Reprenant le fil de ses idées, et toujours sans la moindre fiche sous la main ou conducteur, il a poursuivi son bilan, assenant au passage ces petites phrases impactantes qu’il sait tirer contre ses adversaires. « Ceux qui estiment que le gouvernement n’a rien fait sont les bienvenus pour nous faire part de leurs propositions et même prendre notre place. » Ou encore « une personne a pu quitter le pays, échappant à la vigilance, mais 22 000 autres avaient illégalement franchi les frontières à destination de Lampedusa, sans que personne ne broche. » Puis : « Nous ne prétendons nullement la perfection, beaucoup de lacunes subsistent, mais nous oeuvrons à les rattraper, sans le moindre complexe. A la limite, vous pouvez considérer notre action comme un moindre, mais en fait, vous devez réaliser toute l’énergie dépensée pour tenir bon, faire éviter un très grand nombre de dérapages ». Avant de rappeler :
« Nous avons suffisamment de patience pour continuer à endurer, car nous tenons à faire aboutir le processus de transition et servir le pays. »

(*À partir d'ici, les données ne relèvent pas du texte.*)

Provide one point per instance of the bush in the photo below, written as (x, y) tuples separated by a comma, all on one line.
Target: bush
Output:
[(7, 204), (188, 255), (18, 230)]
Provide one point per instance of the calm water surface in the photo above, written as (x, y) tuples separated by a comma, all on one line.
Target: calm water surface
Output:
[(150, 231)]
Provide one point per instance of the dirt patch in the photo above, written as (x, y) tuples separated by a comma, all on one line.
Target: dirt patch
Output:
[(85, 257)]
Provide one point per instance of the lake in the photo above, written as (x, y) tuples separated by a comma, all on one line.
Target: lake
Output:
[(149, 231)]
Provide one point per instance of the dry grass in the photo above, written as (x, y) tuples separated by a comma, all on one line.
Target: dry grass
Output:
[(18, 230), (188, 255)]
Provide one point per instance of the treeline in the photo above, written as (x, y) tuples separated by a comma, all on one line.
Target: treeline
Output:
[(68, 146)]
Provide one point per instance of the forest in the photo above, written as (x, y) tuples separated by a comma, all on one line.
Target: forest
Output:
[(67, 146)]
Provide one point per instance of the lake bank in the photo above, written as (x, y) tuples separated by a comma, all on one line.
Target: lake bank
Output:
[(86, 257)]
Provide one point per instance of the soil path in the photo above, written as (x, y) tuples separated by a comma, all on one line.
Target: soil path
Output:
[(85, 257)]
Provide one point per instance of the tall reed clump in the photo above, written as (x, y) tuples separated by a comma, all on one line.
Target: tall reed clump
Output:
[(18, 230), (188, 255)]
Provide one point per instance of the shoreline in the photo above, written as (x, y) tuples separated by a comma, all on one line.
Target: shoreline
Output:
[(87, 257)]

« Un discours d’étape », estiment certains chefs de parti, «une reprise de parole, à mi-ramadhan et à la veille de la grande rentrée politique, économique et sociale », déclarent d’autres, ou « un recadrage de la communication gouvernementale, bien indispensable ». « Nous n’apprenons rien d’exceptionnel, déclare à Leaders, l’un des présents, mais nous comprenons parfaitement que la marge du Premier ministre est bien réduite : désamorcer toute source de tension, renforcer la sécurité et essayer de mobiliser toutes les forces politiques autour du scrutin du 23 octobre, quitte à faire des concessions, mais en préservant l’essentiel.»